If I were going to move the perches, I would get a 1/2" offset hanger/shackle kit from Dr. Diff. You're doing all the work anyway, might as well get some extra clearance.

But, before I did that I would make sure that it was actually the perches that are off. Measure the distance from the quarters to the frame, and the quarters to the inner wheel tub and make sure it's the same side to side. No point moving the perches if the wheel tub isn't the same size.
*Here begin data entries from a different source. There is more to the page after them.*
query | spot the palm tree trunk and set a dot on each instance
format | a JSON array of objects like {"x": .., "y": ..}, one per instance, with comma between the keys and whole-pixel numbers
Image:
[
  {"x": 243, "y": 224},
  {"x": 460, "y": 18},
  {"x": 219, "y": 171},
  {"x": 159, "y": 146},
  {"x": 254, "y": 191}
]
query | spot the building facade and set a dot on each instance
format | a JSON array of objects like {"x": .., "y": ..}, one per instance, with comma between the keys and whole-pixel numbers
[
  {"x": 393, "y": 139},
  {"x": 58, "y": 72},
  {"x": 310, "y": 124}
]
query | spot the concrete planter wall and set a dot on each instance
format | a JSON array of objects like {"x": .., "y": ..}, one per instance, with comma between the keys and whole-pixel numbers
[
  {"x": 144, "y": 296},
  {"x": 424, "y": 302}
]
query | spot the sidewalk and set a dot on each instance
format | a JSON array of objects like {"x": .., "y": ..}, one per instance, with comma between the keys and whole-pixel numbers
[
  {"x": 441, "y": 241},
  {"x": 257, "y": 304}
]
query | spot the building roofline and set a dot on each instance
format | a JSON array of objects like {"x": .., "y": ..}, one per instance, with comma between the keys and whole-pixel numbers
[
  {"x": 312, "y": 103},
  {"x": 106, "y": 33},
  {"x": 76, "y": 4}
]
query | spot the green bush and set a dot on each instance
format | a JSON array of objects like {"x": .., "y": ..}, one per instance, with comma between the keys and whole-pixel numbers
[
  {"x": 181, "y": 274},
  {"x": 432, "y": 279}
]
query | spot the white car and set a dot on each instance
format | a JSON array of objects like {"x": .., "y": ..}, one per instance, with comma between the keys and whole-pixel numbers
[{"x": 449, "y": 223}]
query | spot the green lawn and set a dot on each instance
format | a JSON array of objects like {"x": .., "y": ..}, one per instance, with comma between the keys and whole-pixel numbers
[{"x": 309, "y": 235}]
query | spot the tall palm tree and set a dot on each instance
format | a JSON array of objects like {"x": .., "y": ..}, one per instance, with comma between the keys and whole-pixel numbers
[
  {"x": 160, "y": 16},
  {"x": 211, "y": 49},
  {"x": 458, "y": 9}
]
Also, how do the leaf springs themselves look? What do the hangers and shackles look like? 1/2" isn't unheard of, but 3/4" is more than most of them are off. I would want to check that nothing was bent or damaged before I did too much fixing.
 
the springs are good,not sagging,and don't appear to be bent.Measured from the perches to the backing plates and they are the same.No sign of frame damage.Have thought of putting in the off set shackle kit but don't plan on going any wider and have 3" exhaust and off set shackle won't clear the exhaust,close now.I've replaced the shackles,previous owner pieced old ones together,used heater hose as shackle bushing.Thought I'd just split the difference by moving the perches,have plenty of room to the leaf springs3/4" and it's the sameon both sides the tire I'm using don' bulge on 8"rims,had them on my mustang.MT sportsman radials 26x10r15s
 
Another possibility is something I ran into on my Cuda. The rearend housing itself is centered yet the drivers side wheel stuck out about 1/2-5/8" farther than the pass side wheel. Found out the thrust pins in the sure grip unit were worn down so much I had to crank the bearing adjuster on the pass side in a bunch to get the proper backlash. After replacing the thrust pins with a new set it's still off a little but nothing like it was. Maybe 1/4" at the very most.

The only problem with cutting off and re-welding the perches back on is the rearend should be chucked up in a narrowing jig to hold the housing straight while you weld on it. Welding creates tremendous heat and will warp a housing real easy. The only way you could do it without jigging it up is to go super super slow. Weld a 1/2" let it cool a good while, weld a 1/2" let it cool a good while. You see where I'm going.
 
Thats what I was thinking. I figured moving the perches would be the easiest fix/cheapest fix.Ordering custom back spaced wheels isn't cheap.So should I be worried about the gear lube catching on fire.We're going to use a mig,don't think it would be as hot as a stick welder.If so I would pull it apart and drain it.
 
My bro in law told me the same thing.He used to build submarines.Rear end had green bearings in it when I got it
 
That seems like an aweful lot of work to get 1/4 inch. I got a different idea. Im assuming the bearing end play adjuster is still on the passenger side. Try swapping the adjuster over to the other side.
 
No end play adjustment with green bearings.1/4 could make the difference between the tire rubbing.They didn't rub on 15x7 wheels w 4"BS and side walls bulging.
 
Well, with no adjuster, how about pulling the axle out and pressing the bearing/collar on a little farther towards the flange. Will it still fit? If not is there room on the spline pattern to trim a quarter there and then move the bearing? But I guess if the bearing is all the way out, then my ideas are no help at all.
On mine, a couple of minutes with the tinsnips and no more problems. I can understand though if youre not into that. For me, it was a no-contest as the car was originally a plain-jane /6 fb runner.I kinda picked it for that reason, so I didnt have to feel bad when cutting,trimming, bashing, crashing, etc.
 
I wouldn't weld it up while it is all assembled. That's right next to the gas tank...
C
 
Why don't you keep it simple.....just slot the holes in the perches for the locating pins, slide it over and tighten her down? Or oversize the holes and use an offset bushing?
 
Put a 1/4'' or 1/2'' spacer in and be done with it that will move the one wheel out to be the same as the other side and there's no cutting or welding and it won't affect anything , I've done it in the past worked for me.

Mike
 
Why don't you keep it simple.....just slot the holes in the perches for the locating pins, slide it over and tighten her down? Or oversize the holes and use an offset bushing?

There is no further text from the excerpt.